Overview: One of the most exquisitely designed films I’ve ever had the pleasure of seeing begins with a man being smeared in shit. Set to an inescapable and memorable score by Michael Nyman, Peter Greenaway’s 1989 feature is a refined exercise in vulgarity. It’s highbrow in its cinematic approach and acting talents, and lowbrow in its humor (if it can be called that) and overall plot. Greenaway plays up this contrast by setting most of the film within a classy French restaurant where Albert Spica and his goons, dressed to the nines, try to create the illusion of high society while making toilet jokes and crude sexual remarks. The film is a prime example of Edmund Burke’s notions of the sublime in that it is painful and pleasurable to watch. The film’s beauty could not be appreciated without the ugliness, both are completely captivating.
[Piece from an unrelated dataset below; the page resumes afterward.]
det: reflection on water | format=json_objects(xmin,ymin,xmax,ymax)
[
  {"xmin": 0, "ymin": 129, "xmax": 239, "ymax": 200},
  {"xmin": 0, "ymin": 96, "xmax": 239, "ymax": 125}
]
The entire film looks like a stage production; it even opens and closes with curtains. Everything looks constructed, purposefully designed, positioned, and bursting with detail. Color is a means for symbolism instead of realism. The entire dining room, and most of its patrons are awash in red, a constant state of passion and blood. The kitchen, cast in heavy shadows, gives off the green glow of jealousy and secrets. Details of the characters’ costumes change color as they move between rooms, reflecting their emotional states. It’s really some of the most original set design committed to film. The camera is most often kept at a distance, creating a wide view as if we are staring at a painting or a performance. Greenaway, production designers Ben van Os and Jan Roelfs, cinematographer Sacha Vierny, and costume designer Jean-Paul Gaultier all should have been nominated and won Oscars for their work on this film. The film is Kubrickian in its attention to detail and overall artistry, and I would never make a comparison to the master lightly.
The film’s plodding and deliberate pace may annoy some. The film’s interest is clearly style over substance, but that’s not to say the characters and plot aren’t interesting. They are, but neither will leave you with much to analyze afterwards. Albert Spica (whose name must surely be a play on despicable) is nauseatingly vile, and nearly every line out of his mouth earns the film its NC-17 rating. It’s a tremendous performance from Michael Gambon, and those who only know his work as Dumbledore may be in for quite a shock. Helen Mirren gives off a cool sexuality and quietly burning hatred in her performance as Georgina. While she spends a good portion of the film engaged in sex scenes with Alan Howard’s Michael, her struggle to get away from Albert gives the film a strong emotional foundation. For all of the savagery, vile remarks, and fascination with orifices, it’s a film rooted in a woman’s pain and struggle to free herself. This in turn leads to a revenge that’s one of the greatest and most sadistic endings of all time. I implore you not to look it up and simply watch the film. Trust me when I tell you, it’s imagery that’ll stay with you for a long time to come.
Like a twisted love story torn from the pages of Edgar Allen Poe and the most lurid of sex tales, The Cook, the Thief, His Wife & Her Lover is the cinematic equivalent of shitting where you eat, and against all odds it manages to be a near masterpiece because of it.